One issue that arises out of all of this is welfare. Strictly conceived, this is the provision of assistance necessary for adequately decent living conditions to people who cannot provide such a thing for themselves. Unfortunately, welfare has tended to mutate into largesse, and this often has a political motivation behind it. The effect of this has been to cheapen the concept and render it both unworkable and unacceptable to society. Yet welfare will always be needed, unless one subscribes to such a Darwinian view that one believes that social misfits and losers in the great lottery of life should be callously abandoned to their fate.
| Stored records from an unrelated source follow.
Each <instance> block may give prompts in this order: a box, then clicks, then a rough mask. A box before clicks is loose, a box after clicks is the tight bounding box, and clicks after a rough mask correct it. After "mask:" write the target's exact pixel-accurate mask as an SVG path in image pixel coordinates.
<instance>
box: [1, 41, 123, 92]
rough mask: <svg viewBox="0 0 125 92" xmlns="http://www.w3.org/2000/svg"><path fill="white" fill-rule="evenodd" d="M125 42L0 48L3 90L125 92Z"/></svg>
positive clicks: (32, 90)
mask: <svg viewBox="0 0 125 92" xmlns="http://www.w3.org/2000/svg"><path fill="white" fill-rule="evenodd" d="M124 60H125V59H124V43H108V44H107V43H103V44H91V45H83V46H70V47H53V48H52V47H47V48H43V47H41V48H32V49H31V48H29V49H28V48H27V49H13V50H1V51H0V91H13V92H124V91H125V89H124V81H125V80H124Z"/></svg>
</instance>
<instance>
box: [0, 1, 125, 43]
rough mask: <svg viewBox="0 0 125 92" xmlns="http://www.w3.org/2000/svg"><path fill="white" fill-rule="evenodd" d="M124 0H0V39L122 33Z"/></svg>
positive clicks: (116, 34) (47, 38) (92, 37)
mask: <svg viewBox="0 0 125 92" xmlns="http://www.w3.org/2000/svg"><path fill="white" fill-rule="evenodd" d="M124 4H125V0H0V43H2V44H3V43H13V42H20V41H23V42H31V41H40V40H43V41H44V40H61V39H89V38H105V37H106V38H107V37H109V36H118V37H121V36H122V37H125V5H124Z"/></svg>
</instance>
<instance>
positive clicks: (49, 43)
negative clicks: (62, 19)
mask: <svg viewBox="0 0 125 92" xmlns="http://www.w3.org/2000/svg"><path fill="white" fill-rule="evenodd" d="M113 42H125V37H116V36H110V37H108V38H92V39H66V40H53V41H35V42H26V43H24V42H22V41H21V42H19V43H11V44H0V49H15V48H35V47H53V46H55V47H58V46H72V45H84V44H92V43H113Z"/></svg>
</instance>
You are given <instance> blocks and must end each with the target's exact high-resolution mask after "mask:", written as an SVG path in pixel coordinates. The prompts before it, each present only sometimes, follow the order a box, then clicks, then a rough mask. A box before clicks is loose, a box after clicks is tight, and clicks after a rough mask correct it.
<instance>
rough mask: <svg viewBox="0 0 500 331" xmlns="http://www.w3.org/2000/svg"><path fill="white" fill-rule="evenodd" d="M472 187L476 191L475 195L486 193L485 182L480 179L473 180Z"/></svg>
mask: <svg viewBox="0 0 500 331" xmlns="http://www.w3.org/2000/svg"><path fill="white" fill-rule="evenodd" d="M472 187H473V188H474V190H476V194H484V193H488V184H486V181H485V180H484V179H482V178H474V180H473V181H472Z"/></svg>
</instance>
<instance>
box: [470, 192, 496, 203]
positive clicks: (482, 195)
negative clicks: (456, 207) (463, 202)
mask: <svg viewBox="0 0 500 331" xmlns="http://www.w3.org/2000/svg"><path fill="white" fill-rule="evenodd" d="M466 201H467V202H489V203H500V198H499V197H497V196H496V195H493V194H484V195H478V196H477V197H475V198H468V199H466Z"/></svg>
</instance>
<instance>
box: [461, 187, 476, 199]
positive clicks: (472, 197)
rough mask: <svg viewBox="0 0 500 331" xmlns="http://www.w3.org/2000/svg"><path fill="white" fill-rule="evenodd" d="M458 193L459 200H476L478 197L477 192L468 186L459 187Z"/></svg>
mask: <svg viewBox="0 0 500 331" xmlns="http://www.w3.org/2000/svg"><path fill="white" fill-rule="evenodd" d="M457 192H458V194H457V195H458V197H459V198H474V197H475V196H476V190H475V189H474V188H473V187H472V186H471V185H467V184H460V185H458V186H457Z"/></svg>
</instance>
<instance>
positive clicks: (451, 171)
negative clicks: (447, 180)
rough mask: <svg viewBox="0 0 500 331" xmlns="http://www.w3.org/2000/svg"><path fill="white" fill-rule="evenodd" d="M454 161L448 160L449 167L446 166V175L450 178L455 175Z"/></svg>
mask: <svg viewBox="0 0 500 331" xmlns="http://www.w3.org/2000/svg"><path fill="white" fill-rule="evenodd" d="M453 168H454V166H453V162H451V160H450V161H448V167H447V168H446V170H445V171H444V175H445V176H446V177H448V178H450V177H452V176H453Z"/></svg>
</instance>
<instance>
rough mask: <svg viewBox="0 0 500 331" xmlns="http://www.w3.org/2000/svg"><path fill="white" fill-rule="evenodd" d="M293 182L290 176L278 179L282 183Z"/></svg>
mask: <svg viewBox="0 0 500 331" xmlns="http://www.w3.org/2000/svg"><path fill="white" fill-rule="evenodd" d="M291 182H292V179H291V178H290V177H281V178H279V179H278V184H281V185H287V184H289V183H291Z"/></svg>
Hence, welfare needs constantly to be redefined and reinvented. It should go hand in hand with the sort of empowerment (big governance rather than big government) that enables some people to avoid it. And we need to avoid attitudes to welfare that resemble those of the Victorian moralists: properly conceived, it is neither a social disease nor an intolerable burden on society.
Although it is not a tension of opposites, resilience and sustainability need to be considered together. The one is the other. Hence, the sustainability of disaster risk reduction is the sustainability of lifestyles and livelihoods, and of the Earth's carrying capacity. No technofix can ensure that, so the problem is social and cultural, even emotional, as much as it is one of applying more and more technology.
We have moved away from the idea of the New Baroque Era and the tension of opposites. There are many of these and I encourage those who have patiently followed this discussion to seek and identify them. Is resilience the opposite of vulnerability, and is the change in emphasis a useful switch from a negative to a more positive view of disaster? Can we better solve the problem by adopting a "can-do" approach, or must we first develop a better understanding of the sum total of human suffering and misery.
To end these talks, I pose the question, what comes after resilience? Like everyone else I don't know, and I have no crystal ball that reveals the future to me. Like all committed scientists and citizens, I have tried to follow the trends, and reflect on where they are taking us. So I leave you with a possible clue: perhaps the tension is between fragility and hardening. And I leave you to work out what that might mean for disaster risk reduction. Thank you for your attention.